To effectively collect your own nippers, you need to understand a bit about them and their environment. Nippers are saltwater crustaceans. They live beneath the sand in the intertidal estuary zones. An “intertidal zone” is one where during a normal tidal fluctuation water covers it during periods of rising tide but exposes it during falling tides. Nippers live in sand rather than mud and commute around via tunnels, hence the need to be in the intertidal zone. While they have legs, they actually swim through their water-filled tunnels. This is still the case even when the sand flats are dry and exposed. There is still a water table that exists beneath the exposed sand, which keeps the tunnels filled with water.
Understanding the information above will help you identify the most likely areas to find nippers. Then you need to narrow down where to start actually catching them. Healthy nipper flats will be covered in holes. The holes I like to concentrate on are two small holes side by side. I only do this because that’s what I was told when I first learnt about catching nippers. If you’re collecting while there is water covering the holes, if you see slight puffs of sand coming out of a hole, this is almost a guarantee that there is a nipper at home in that hole.
So now you know where, you need to know how. I’m sure that somewhere, someone has invented a different method for extracting nippers, but the only way I know is to use a specialised nipper pump. There are several brands but they are pretty unique to Australia. The pump is just a tube with a vacuum-sealed plunger. Rather than using it for plunging, the vacuum seal allows you to suck sand and water – and hopefully nippers – into the pump. Once the pump is full, it’s withdrawn from the sand and squirted out, exposing any nippers you’ve sucked up. The key to successful pumping is that the tunnels you are pumping must have water in them. If they don’t, they probably won’t have any nippers in them. More importantly, the pump can’t create a vacuum in sand alone so you won’t be able to draw anything into the pump.

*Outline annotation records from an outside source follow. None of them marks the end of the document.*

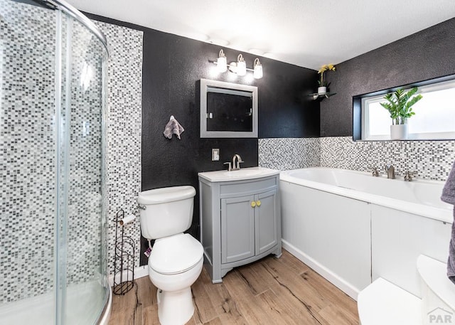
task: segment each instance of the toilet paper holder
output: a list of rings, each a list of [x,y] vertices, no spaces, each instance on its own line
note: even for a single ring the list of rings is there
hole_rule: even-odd
[[[124,294],[134,287],[134,240],[125,235],[125,226],[135,220],[134,215],[125,217],[121,209],[114,218],[115,222],[115,253],[114,255],[114,294]]]

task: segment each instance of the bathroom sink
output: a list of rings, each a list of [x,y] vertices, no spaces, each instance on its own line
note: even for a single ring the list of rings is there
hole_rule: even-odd
[[[238,169],[237,171],[224,171],[223,175],[228,177],[244,177],[244,176],[252,176],[255,175],[259,175],[264,171],[259,169]]]
[[[199,176],[212,182],[253,179],[279,174],[279,171],[263,167],[244,168],[237,171],[216,171],[199,173]]]

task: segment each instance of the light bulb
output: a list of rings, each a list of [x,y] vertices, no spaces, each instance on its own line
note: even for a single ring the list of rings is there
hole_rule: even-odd
[[[238,75],[245,75],[247,74],[247,63],[245,63],[242,54],[239,54],[237,58],[237,74]]]
[[[216,61],[217,70],[219,73],[224,73],[228,70],[228,61],[223,50],[220,50],[218,59]]]
[[[262,78],[262,65],[258,58],[255,60],[255,71],[253,75],[255,79],[260,79]]]

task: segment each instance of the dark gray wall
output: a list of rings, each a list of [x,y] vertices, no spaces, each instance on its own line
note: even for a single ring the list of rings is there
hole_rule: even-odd
[[[352,135],[353,96],[455,73],[455,18],[336,65],[321,102],[321,136]]]
[[[225,169],[223,163],[239,154],[242,167],[257,166],[257,139],[200,139],[198,80],[214,79],[258,87],[259,137],[319,136],[319,104],[307,94],[315,90],[315,70],[259,57],[264,78],[234,81],[228,73],[213,77],[209,60],[216,60],[220,46],[87,14],[90,18],[144,31],[142,76],[142,190],[192,185],[198,189],[198,172]],[[224,48],[228,61],[240,51]],[[242,53],[247,67],[257,55]],[[171,115],[185,128],[181,140],[163,135]],[[211,149],[219,148],[220,161],[211,161]],[[198,193],[198,191],[196,191]],[[199,238],[198,194],[193,225]],[[142,250],[146,246],[142,240]],[[146,259],[141,254],[141,264]]]

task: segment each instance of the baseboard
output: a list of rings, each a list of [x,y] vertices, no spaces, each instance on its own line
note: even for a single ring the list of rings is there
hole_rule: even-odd
[[[147,265],[142,265],[134,268],[134,279],[146,277],[147,275],[149,275],[149,268]],[[124,278],[127,277],[127,271],[123,272],[123,277]],[[107,277],[107,282],[110,287],[114,286],[114,275],[110,275]]]
[[[349,282],[341,279],[336,274],[333,273],[332,271],[321,265],[316,260],[310,257],[301,250],[299,250],[297,247],[289,243],[286,240],[282,239],[282,243],[283,248],[284,248],[294,256],[302,261],[311,269],[314,270],[323,277],[331,282],[333,285],[348,294],[352,299],[357,301],[357,296],[358,296],[358,294],[360,292],[360,291],[357,288],[353,287]]]

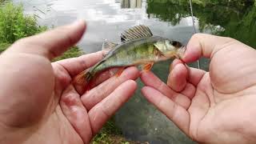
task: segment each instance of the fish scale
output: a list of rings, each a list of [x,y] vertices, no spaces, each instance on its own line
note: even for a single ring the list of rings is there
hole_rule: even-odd
[[[142,66],[143,70],[150,70],[154,62],[181,58],[186,49],[178,42],[153,36],[150,30],[143,25],[121,34],[121,40],[120,44],[105,42],[102,50],[110,49],[107,54],[96,65],[78,74],[74,82],[90,83],[96,74],[111,67],[122,67],[121,70],[123,70],[130,66]]]

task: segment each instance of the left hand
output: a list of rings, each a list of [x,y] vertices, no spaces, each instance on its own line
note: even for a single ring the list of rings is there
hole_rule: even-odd
[[[50,62],[85,30],[78,22],[19,40],[0,55],[0,143],[89,143],[134,94],[134,67],[86,94],[77,92],[72,78],[103,52]]]

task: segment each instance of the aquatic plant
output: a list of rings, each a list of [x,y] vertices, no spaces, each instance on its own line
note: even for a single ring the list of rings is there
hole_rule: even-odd
[[[13,43],[18,39],[34,35],[46,30],[37,24],[34,16],[25,15],[22,5],[11,2],[0,7],[0,42]]]

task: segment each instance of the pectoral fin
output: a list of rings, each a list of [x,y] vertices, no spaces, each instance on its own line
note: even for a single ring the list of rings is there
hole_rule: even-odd
[[[123,70],[124,70],[125,69],[126,69],[125,67],[120,68],[120,69],[118,70],[118,72],[115,74],[115,76],[116,76],[116,77],[119,77],[119,76],[122,74],[122,73],[123,72]]]

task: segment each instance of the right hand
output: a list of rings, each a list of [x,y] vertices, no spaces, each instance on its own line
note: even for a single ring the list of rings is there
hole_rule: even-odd
[[[256,142],[256,50],[230,38],[198,34],[182,61],[210,58],[210,70],[171,66],[167,85],[153,73],[142,90],[186,135],[199,142]]]

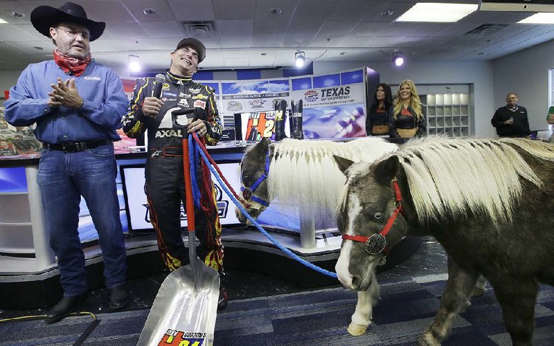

The shape of the pump suggests that you need to stick it deep into the sand for it to work. This is not quite accurate. An effective technique is to place the pump over a hole and only insert it a few inches at first. When you begin to draw the handle up, it is actually drawing all the water (and soft sand and nippers) in a hemisphere shape from beneath you. By only putting the first half of the pump in you are continually drawing the same water in from the hemisphere around you. If you shove the pump directly into the sand you are still sucking from all around you but starting at a point as deep as the pump is in the sand. This is often too deep. And … it can be hell on your back!
There are also many schools of thought on the best time to pump nipper. Basically, you can collect nippers any time provided the tunnels are filled with water. The only time pumping becomes difficult is at the bottom or lower end of the tide, especially big tides, when the flats are drained. This is because the water table is too low and you can’t reach it.
Once you have collected a pump full of watery sand, you need to consider where to pump it out. If the tide is out you can just pump it onto the sand next to you, picking up any nippers you see squirming in the sand slurry. If the sand you are pumping is covered in a bit of water, you can pump it into the water and then keep an eye peeled for nippers trying to swim away, picking them up as you see them. However, this action creates mud, which can make it hard to see them, especially when the water is deeper than a few centimetres. To combat this, some collectors use elaborate floating strainers that they pump their contents into thus trapping anything extracted. If the water is too deep to use a floating strainer, try a butterfly net. With one of these, you can collect nippers in water that is up to a metre deep.